The Border Patrol is overwhelmed by the numbers of unaccompanied migrant children in its custody — on Sunday, there were 4,699 sleeping in austere conditions for days on end. But there's help on the way. U.S. Customs and Border Protection is, for the first time, fielding teams of social service workers to relieve some of the agents from handing out mattresses and Pampers.
Last Friday, the sprawling Border Patrol Training Academy in Artesia, N.M., graduated 39 young men and women. But they won't pull on the distinctive green uniform and go patrol the netherworld between the United States and Mexico. They'll wear blue polo shirts and green pants and be assigned to work inside stations to care for the more than 5,000 individuals whom agents are apprehending every day — the biggest surge in 15 years. This is the first class of Border Patrol processing coordinators.
"We're very excited to get out there and help our brothers and sisters in green [uniforms] and just assist other human beings," says Karina Garza, a 31-year-old South Texan whose last job was selling Western wear. Now she'll have a new kind of customer.
"With juveniles, you do feed them every six hours," she says. "They do get hot meals, snacks, mattresses, blankets, all the essentials and necessities that they do request is provided to them."
The idea to create a position for non-law enforcement personnel to take care of detainees first came up in 2014 under the Obama administration when the Border Patrol was swamped with an earlier wave of children migrating solo. Nearly 140,000 families and children were apprehended that year. The concept was not especially controversial because it served two purposes dear to Democrats and Republicans: It improved humanitarian treatment of detainees, and it strengthened border security.
Agents spend long hours processing and tending to children, which they complain is time spent away from the border. Last week, a senior official at Customs and Border Protection confirmed to NPR that nearly 1,000 people are sneaking across the border every day without getting caught, in part, because agents are busy with the high-need families and children.
"I can tell you that the men and women that are out in the field right now are very excited to have the processing coordinators hit the field," says Jason Owens, chief of the Border Patrol Training Academy. "We signed up to be law enforcement officers, and we want to be out there on patrol and doing the job we were hired to do."
Morale is low among federal agents along the Southwest border, says Victor Manjarrez, a 20-year veteran of the Border Patrol and now associate director of the Center for Law and Human Behavior at the University of Texas at El Paso. "That's not a duty highly sought out by agents," he says of child care in the stations.
"It's almost like a sense of hopelessness among the agents, a sense that no one cares about them because the numbers continue to increase almost every day," Manjarrez says.
During the last migrant surge in 2019, the Trump administration was harshly criticized for his agents' detention of women and children in Border Patrol cells that looked like cages.

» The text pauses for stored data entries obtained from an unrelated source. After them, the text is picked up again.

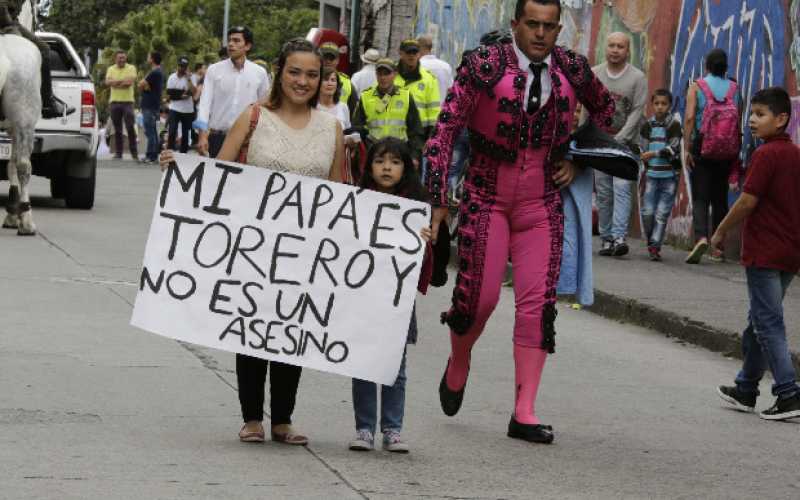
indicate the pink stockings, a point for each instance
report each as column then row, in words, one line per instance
column 519, row 228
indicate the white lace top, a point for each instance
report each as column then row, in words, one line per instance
column 308, row 151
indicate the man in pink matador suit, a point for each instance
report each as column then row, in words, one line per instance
column 517, row 95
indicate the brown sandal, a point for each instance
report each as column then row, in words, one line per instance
column 246, row 436
column 288, row 437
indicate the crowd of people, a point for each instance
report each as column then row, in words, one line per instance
column 402, row 127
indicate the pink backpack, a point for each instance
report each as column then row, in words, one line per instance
column 719, row 129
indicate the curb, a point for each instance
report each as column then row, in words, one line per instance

Today, the crisis has reemerged.
Last week, reporters witnessed 4,000 children crammed into a shelter meant for 250 in Donna, Texas. But the Biden administration has instructed the border agency to make detention conditions less severe until the young migrants can be transferred to child-friendly shelters.
U.S. Rep. Veronica Escobar, D-Texas, says things have changed. She says she remembers in 2019 how agents ran out to buy burritos at convenience stores and microwave them in their break room for kids in custody.
"It's not like that now," she says. "Here at the El Paso Processing Center, there's an industrial-size kitchen, there are two hot meals a day. There are showers. Kids are getting fresh clothes and toiletries." Yet while she has been a big supporter of the new civilian Border Patrol positions, Escobar adds, "These are not conditions for kids for any period of time."
Advocates for migrant children believe the creation of the new Border Patrol social services squad is well-meaning but ill-directed.
"From my perspective we should be investing in initiatives that prevent children from being in CBP custody entirely," says Neha Desai, director of immigration at the National Center for Youth Law. She has recently visited Customs and Border Protection facilities where children are held. "One idea that's been discussed involves having an intake center at the border that CBP can bring children to directly upon apprehension, so children are never in Border Patrol stations."
The Border Patrol wants to ramp up the processing coordinator program, ultimately graduating 300 a year for the next four years. But with crowds of asylum-seekers getting bigger every week, they're urgently needed now.